Original URL: http://www.theregister.co.uk/2014/02/11/google_research_three_things_that_must_be_done_to_save_the_data_center_of_the_future/

Google Research: Three things that MUST BE DONE to save the data center of the future

Think data-center design is tough now? Just you wait

By Rik Myslewski

Posted in Data Centre, 11th February 2014 02:18 GMT

ISSCC One prominent member of Google Research is more concerned with the challenges of speedily answering queries from vast stores of data than he is about finding business intelligence hidden inside the complexities of that omnipresent buzzword, "big data".

In fact, Google Fellow Luiz André Barroso, speaking at ISSCC on Sunday night, isn't convinced that the industry has even come to a consensus about what exactly big data means.

"I think we're all trying to figure out what that is," he said. "And we have this vague idea that it has to do with analytics for very, very large volumes of data that are made possible by the existence of these very, very big data centers – which I'm calling today 'landhelds' to make fun of things like 'handhelds'."

Barroso said that from Google's point of view, big data isn't something to which you pose complex analytical queries and get your response "in the order of minutes or hours." Instead, it's something that feeds what he refers to as "online data-intensive workloads."

Boiled down to their essence, such workloads should be thought of as "big data, little time," he said.

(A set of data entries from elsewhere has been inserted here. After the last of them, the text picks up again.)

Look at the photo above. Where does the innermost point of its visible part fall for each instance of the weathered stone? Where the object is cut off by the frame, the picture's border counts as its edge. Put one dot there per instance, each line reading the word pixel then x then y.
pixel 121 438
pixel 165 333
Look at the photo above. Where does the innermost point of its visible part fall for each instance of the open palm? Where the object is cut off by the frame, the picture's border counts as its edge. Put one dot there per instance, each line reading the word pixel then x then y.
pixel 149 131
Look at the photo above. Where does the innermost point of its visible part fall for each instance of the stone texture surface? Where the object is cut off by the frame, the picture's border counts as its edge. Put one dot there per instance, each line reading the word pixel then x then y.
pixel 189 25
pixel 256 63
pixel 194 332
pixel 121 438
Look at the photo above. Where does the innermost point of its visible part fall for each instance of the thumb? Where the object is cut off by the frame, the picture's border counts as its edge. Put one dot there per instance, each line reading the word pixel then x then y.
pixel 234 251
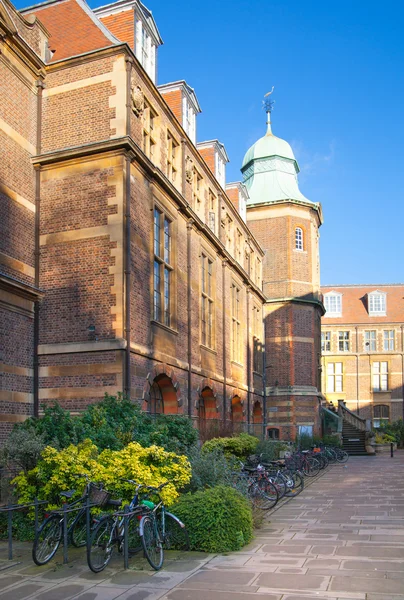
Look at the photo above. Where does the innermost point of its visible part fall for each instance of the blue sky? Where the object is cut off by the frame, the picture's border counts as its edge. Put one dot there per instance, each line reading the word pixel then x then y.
pixel 337 68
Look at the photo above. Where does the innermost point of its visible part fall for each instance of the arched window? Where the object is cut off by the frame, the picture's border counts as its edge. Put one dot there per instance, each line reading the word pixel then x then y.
pixel 156 400
pixel 273 433
pixel 299 238
pixel 381 414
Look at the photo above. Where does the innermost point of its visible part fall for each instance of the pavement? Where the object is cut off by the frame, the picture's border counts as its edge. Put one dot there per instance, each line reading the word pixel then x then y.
pixel 342 538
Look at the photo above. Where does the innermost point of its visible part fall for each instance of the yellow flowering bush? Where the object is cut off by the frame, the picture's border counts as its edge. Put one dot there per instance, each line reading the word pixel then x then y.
pixel 55 471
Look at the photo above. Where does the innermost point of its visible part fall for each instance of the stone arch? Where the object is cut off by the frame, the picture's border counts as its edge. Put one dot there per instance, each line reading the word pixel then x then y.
pixel 161 393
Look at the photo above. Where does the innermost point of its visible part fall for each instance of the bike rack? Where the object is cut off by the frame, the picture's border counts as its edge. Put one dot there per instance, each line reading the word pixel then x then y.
pixel 10 509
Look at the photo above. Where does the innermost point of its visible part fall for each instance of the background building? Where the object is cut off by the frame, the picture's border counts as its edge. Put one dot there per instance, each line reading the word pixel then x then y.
pixel 127 264
pixel 362 339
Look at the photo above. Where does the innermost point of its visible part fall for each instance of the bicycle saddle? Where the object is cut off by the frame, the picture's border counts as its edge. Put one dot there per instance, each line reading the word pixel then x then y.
pixel 114 502
pixel 68 494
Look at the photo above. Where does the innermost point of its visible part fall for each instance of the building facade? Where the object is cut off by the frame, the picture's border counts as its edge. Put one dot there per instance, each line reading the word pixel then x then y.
pixel 362 339
pixel 127 264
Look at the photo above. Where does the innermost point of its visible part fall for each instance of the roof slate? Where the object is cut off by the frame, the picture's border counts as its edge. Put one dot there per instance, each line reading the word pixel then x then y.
pixel 355 304
pixel 72 29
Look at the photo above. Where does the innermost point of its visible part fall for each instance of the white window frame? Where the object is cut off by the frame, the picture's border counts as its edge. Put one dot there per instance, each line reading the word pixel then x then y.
pixel 380 376
pixel 326 341
pixel 389 340
pixel 370 340
pixel 334 377
pixel 299 239
pixel 377 304
pixel 333 300
pixel 343 341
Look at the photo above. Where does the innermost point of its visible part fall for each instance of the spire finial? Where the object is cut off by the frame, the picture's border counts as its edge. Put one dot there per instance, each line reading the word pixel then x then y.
pixel 268 105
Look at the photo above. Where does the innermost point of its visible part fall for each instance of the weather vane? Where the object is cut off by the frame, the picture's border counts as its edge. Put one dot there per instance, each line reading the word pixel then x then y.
pixel 267 103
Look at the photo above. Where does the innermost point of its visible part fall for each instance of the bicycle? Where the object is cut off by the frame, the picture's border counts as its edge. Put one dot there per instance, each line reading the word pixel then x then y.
pixel 149 527
pixel 49 535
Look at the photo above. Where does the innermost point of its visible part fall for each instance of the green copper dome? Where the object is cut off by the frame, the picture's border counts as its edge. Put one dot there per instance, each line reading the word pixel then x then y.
pixel 267 146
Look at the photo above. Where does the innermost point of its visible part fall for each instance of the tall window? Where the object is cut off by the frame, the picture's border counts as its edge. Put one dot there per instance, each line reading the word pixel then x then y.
pixel 212 211
pixel 334 377
pixel 326 341
pixel 197 191
pixel 149 122
pixel 343 341
pixel 236 315
pixel 388 340
pixel 381 414
pixel 333 304
pixel 207 302
pixel 377 303
pixel 163 269
pixel 257 330
pixel 380 376
pixel 172 151
pixel 299 238
pixel 370 341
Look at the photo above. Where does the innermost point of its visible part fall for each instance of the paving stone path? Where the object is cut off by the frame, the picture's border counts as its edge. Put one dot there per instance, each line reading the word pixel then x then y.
pixel 342 538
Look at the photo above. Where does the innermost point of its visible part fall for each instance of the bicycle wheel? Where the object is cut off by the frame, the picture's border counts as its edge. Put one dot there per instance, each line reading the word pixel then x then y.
pixel 134 540
pixel 311 467
pixel 101 545
pixel 152 546
pixel 342 456
pixel 297 487
pixel 175 535
pixel 47 540
pixel 78 531
pixel 263 499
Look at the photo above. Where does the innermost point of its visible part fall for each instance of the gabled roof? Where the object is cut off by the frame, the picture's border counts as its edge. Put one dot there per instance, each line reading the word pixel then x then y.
pixel 73 27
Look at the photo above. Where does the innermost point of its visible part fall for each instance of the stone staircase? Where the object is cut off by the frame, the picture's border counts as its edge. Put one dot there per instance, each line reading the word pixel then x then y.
pixel 353 432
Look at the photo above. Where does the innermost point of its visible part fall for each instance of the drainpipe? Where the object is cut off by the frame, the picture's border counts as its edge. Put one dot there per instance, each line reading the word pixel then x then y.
pixel 224 336
pixel 264 380
pixel 402 363
pixel 40 86
pixel 127 270
pixel 248 362
pixel 357 370
pixel 189 310
pixel 127 254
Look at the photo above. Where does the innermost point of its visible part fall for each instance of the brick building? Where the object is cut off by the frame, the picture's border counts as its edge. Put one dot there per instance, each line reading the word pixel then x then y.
pixel 362 339
pixel 127 264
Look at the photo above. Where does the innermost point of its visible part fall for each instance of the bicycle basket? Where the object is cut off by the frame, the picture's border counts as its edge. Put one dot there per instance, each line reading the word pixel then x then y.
pixel 98 496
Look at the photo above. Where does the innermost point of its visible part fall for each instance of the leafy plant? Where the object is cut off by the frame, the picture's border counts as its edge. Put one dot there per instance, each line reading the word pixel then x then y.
pixel 218 519
pixel 241 445
pixel 56 470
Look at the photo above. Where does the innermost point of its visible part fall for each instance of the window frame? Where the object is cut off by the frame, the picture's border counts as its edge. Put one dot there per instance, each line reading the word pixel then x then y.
pixel 380 374
pixel 372 339
pixel 326 341
pixel 344 342
pixel 336 376
pixel 236 322
pixel 389 340
pixel 373 298
pixel 338 304
pixel 208 336
pixel 163 261
pixel 299 239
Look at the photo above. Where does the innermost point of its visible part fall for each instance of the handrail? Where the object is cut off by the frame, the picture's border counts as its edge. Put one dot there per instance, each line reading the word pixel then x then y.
pixel 350 417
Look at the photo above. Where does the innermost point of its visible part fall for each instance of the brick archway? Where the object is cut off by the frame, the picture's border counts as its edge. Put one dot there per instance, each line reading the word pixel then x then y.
pixel 161 392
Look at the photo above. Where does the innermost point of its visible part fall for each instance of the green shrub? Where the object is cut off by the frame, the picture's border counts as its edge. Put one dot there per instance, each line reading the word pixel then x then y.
pixel 209 469
pixel 270 450
pixel 241 445
pixel 218 519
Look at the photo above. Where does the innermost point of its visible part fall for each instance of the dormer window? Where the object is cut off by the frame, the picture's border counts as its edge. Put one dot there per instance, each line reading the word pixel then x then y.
pixel 189 123
pixel 299 238
pixel 377 304
pixel 333 304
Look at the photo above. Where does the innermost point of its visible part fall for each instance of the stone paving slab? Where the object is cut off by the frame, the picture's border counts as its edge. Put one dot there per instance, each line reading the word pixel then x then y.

In other words, the ability to squeeze a response out of a shedload of data as quickly as 100 milliseconds or less.

That's not an easy task, though Google is managing to keep ahead of the "ridiculous amount of data" coursing through its data centers. However, the problem is about to get much worse.

"If you think that the amount of computing and data necessary for Universal Search at Google is an awful lot – and it is – and that responding to user queries in a few milliseconds is very hard, imagine what happens when we move to a world when the majority of our users are using things like Google Glass," Barroso said.

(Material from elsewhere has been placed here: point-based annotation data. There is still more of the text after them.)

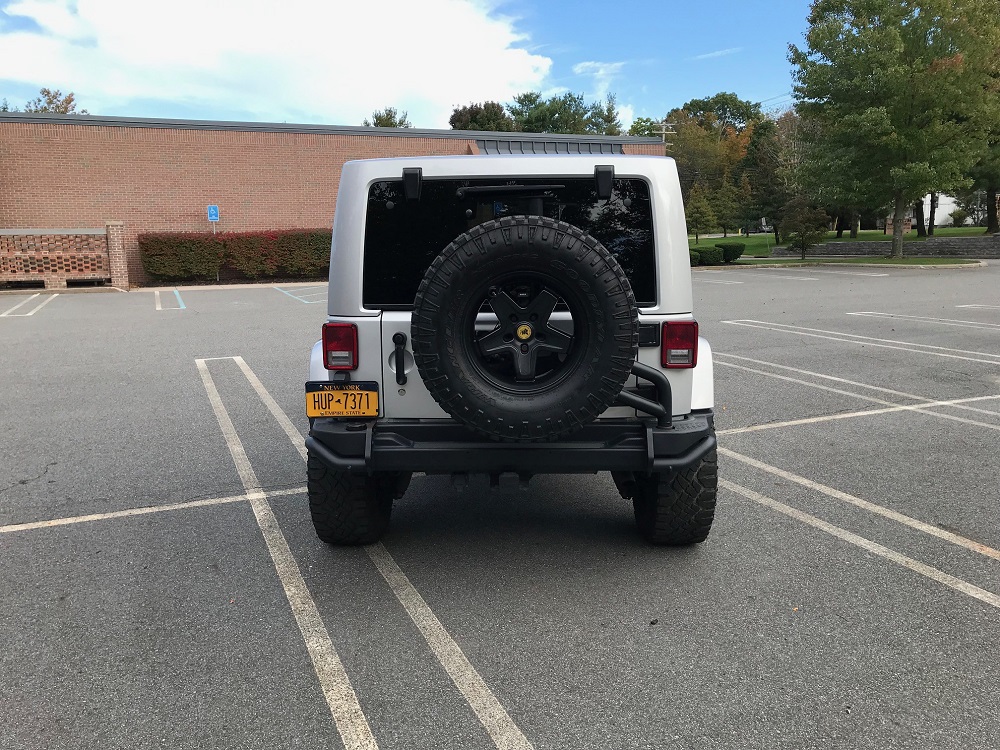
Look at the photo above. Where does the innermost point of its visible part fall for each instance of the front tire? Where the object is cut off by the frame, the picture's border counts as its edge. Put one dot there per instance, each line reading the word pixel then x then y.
pixel 677 508
pixel 348 509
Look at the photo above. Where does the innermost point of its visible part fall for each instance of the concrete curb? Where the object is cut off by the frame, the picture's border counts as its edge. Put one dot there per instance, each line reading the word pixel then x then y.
pixel 803 264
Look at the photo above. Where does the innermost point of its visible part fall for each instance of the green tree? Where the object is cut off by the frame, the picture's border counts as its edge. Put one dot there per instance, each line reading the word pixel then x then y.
pixel 802 225
pixel 728 205
pixel 766 171
pixel 644 126
pixel 603 118
pixel 902 93
pixel 700 217
pixel 564 113
pixel 723 110
pixel 52 100
pixel 389 117
pixel 487 116
pixel 986 176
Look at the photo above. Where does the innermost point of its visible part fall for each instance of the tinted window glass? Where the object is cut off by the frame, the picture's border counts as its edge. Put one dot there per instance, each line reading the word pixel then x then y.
pixel 403 237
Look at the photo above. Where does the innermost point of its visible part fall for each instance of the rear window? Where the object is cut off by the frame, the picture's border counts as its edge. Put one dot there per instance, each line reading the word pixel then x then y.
pixel 403 237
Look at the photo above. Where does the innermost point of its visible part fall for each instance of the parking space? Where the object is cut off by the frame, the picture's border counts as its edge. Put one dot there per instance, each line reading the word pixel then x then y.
pixel 24 306
pixel 163 586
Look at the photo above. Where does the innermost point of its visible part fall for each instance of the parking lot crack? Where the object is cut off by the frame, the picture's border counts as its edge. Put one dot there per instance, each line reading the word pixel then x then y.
pixel 29 480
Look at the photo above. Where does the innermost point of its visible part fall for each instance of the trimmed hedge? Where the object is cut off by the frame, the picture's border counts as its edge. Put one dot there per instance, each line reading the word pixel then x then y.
pixel 731 250
pixel 710 256
pixel 200 256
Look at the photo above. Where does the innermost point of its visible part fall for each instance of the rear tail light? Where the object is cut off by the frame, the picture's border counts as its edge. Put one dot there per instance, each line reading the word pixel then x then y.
pixel 340 346
pixel 679 346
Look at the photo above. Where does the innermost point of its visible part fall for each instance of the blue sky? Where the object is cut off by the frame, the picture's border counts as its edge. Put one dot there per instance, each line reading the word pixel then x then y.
pixel 333 61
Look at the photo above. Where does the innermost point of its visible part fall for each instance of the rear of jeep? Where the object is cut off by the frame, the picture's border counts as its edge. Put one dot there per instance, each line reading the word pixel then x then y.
pixel 510 316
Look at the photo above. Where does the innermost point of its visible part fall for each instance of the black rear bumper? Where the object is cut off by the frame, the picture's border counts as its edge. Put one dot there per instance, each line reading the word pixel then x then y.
pixel 446 447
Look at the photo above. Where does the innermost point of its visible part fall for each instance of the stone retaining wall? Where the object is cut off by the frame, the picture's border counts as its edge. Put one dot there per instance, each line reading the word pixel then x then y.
pixel 986 247
pixel 56 256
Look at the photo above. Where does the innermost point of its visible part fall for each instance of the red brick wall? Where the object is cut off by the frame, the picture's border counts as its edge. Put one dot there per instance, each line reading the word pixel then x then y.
pixel 645 149
pixel 53 258
pixel 156 179
pixel 162 179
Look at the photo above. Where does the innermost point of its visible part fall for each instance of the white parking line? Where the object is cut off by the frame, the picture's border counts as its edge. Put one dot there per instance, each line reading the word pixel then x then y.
pixel 779 274
pixel 297 297
pixel 922 408
pixel 871 507
pixel 69 520
pixel 938 321
pixel 19 304
pixel 10 313
pixel 340 696
pixel 934 574
pixel 835 379
pixel 159 302
pixel 494 717
pixel 272 406
pixel 848 273
pixel 851 338
pixel 865 413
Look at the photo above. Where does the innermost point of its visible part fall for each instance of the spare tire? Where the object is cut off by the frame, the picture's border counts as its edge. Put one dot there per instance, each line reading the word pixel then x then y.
pixel 557 329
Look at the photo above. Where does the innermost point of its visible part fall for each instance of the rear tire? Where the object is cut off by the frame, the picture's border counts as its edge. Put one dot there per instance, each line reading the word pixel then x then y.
pixel 677 508
pixel 348 509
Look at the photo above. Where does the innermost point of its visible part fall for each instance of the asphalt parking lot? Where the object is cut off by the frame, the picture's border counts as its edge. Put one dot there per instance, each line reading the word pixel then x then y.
pixel 162 585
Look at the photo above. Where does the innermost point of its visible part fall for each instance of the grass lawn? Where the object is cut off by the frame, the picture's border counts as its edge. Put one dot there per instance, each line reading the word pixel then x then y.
pixel 760 245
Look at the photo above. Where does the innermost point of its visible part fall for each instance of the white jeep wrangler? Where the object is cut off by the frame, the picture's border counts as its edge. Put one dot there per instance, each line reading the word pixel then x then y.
pixel 509 316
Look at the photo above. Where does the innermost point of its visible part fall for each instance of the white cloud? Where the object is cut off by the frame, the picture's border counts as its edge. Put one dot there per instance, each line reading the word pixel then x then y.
pixel 602 73
pixel 626 116
pixel 321 61
pixel 717 53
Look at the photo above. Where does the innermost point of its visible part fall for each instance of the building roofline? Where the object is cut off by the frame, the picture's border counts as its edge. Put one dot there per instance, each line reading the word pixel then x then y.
pixel 279 127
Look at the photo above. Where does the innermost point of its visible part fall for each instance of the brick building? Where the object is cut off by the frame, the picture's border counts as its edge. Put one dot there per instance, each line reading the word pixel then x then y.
pixel 76 191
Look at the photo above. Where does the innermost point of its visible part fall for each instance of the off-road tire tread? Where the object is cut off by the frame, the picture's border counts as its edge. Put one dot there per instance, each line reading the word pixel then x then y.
pixel 347 509
pixel 677 508
pixel 489 237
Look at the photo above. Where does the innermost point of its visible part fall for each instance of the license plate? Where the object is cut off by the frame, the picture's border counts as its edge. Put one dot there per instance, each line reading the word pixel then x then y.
pixel 342 399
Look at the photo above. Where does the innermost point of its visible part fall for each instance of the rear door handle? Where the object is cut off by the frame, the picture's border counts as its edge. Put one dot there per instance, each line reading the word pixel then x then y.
pixel 399 339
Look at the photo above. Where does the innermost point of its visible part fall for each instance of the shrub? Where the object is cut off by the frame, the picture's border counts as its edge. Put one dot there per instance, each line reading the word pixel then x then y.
pixel 710 256
pixel 731 250
pixel 188 256
pixel 181 257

He quickly pointed out that he wasn't talking only about Google's head-mounted device, but of voice queries in general, as well as those based upon what cameras see or sensors detect. All will require much more complex parsing than is now needed by mere typed commands and queries, and as more and more users join the online world, the problems of scaling up such services will grow by leaps and bounds.

"I find this a very, very challenging problem," he said, "and the combination of scale and tight deadline is particularly compelling." To make such services work, response times need to remain at the millisecond level that Google's Universal Search can now achieve – and accomplishing those low latencies with rich-data inputs and vastly increased scale ain't gonna be no walk in the park.

Oh, and then there is, of course, the matter of doing all that within a power range that doesn't require every mega–data center to have its own individual nuclear power plant.

Barroso identified three major challenges that need to be overcome before this "big data, little time" problem can be solved: what he referred to as energy proportionality, tail-tolerance, and microsecond computing.

Energy in the right proportions

By energy proportionality, Barroso means the effort to better match the energy needs of entire systems to the workloads running upon them, an effort that in a paper published in 2007, Barroso and his coauthor, Google SVP for technical infrastructure Urs Hölzle, said could potentially double data-center servers' efficiency in real-world use, particularly in improvements of the efficiency of memory and storage.

Unfortunately, although a lot of progress has been made in the area of energy proportionality, it has often come at the expense of latency. "Many of the techniques that give us some degree of energy proportionality today," Barroso said, "cause delays that actually can be quite serious hiccups in the performance of our large, large data centers."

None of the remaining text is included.